Different lengths for different rights
AndyS: you were partly right - there are many different types of rights involved in any one song: the composer of the music has rights (life of the artist + 70 years), the lyricist has rights (life of the artist + 70 years), and the people who actually play on a particular recording of the track have rights (50 years).
This is what the music industry is talking about when the say they want 'parity' - authors, composers, songwriters and artists get life + 70, why don't the performers? Maybe because you end up with f**kers like James Joyce's grandson who forbids the people who continue to line his pockets with cash the right to read aloud the works they love so much at a celebration of his benefactors life (see the introduction here: http://www.law.ed.ac.uk/ahrc/script-ed/vol2-3/bloomsday.asp)
I do love the whole 'but we have no pension' argument.
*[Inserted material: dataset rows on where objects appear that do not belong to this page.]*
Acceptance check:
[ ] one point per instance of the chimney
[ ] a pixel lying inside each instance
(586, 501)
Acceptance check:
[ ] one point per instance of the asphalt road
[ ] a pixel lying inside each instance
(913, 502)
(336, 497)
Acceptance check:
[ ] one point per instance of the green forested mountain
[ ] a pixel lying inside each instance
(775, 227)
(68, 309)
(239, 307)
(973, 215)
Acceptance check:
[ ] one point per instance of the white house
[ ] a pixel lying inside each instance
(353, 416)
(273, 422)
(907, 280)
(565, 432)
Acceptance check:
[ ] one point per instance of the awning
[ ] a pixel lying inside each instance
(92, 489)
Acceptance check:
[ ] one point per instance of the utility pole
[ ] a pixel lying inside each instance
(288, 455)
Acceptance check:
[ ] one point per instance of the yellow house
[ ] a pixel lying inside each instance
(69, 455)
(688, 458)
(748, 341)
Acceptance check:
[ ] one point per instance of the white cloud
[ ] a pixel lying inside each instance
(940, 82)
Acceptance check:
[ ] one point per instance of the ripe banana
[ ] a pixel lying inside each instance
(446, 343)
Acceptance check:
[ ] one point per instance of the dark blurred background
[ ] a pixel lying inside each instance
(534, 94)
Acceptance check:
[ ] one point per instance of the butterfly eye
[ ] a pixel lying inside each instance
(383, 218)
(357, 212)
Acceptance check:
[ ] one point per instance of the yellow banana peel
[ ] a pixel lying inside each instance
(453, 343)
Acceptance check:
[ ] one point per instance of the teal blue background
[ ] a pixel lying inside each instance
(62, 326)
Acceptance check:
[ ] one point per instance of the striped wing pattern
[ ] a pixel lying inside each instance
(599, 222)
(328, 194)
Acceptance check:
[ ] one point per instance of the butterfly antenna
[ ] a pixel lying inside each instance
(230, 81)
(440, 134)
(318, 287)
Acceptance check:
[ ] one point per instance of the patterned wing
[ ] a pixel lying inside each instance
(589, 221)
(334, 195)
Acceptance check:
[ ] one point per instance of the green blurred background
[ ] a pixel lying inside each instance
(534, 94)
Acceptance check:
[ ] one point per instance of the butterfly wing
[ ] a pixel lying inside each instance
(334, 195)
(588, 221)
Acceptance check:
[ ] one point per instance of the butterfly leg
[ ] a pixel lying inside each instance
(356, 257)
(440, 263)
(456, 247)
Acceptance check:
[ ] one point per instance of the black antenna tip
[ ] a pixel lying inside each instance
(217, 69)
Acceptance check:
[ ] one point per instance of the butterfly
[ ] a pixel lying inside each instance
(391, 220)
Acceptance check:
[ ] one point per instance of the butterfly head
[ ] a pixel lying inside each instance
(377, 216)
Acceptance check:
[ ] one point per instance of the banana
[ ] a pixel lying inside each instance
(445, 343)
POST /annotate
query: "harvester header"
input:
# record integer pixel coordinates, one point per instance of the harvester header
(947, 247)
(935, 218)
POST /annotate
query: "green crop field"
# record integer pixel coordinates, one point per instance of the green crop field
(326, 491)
Um, when you recorded the song in the 1950's, you knew when your royalties would stop. But you decided not to save some of the money. And when in the 1980's you begun to get old and realised that you would never have another hit single but were still receiving royalty cheques, did you not start to think that maybe, just maybe, like everyone else in the world, that you might want to start putting some of that money away for a rainy day. But no, you went on spending it, gambling that the government would extend the term of copyright. Guess what buddy, you lost.
Well, at least for the moment, until the EU steps in to extend the term. It's alright, the Germans will come along and help feed you in your old age.